Hello @aitor.blancomiguez,

Thank you so much for your reply. Using “–CAMI_format_output” produces the taxonomy column similar to the CAMI gold standard. However, the percentage is different. Please see the attached files “goldstandard_high_1.profile.txt” and “RH_S001__insert_270.profile.txt”, respectively for CAMI gold standard and MetaPhlAn3. My understanding is that the CAMI included plasmid and others in the relative abundance calculation whereas MetaPhlAn does not include them. Therefore, I was wondering if removing the unidentified portion from strain-level data, converting it to 100%, and agglomerating at the species level, would make the CAMI result equivalent to MetaPhlAn 3.

Regards,
Nazmul
RH_S001__insert_270.profile.txt (98.5 KB)
goldstandard_high_1.profile.txt (253.3 KB)

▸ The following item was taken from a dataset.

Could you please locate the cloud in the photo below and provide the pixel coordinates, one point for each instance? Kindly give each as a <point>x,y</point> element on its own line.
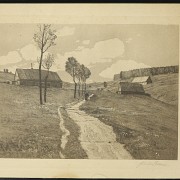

Hi @Nazmul_Huda , if CAMI includes plasmid and others in the relative abundance calculation, you are right and the percentages cannot be directly compared to MetaPhlAn3. However, I think your proposal would work!

Thank you so much for confirming.

Open-community Profiling Assessment tool (OPAL) has all the required tools to evaluate CAMI results. Additionally, CAMI2 sequence data is suggested instead of CAMI1 since CAMI1 is several years old. I used the mouse gut dataset which is available here and here.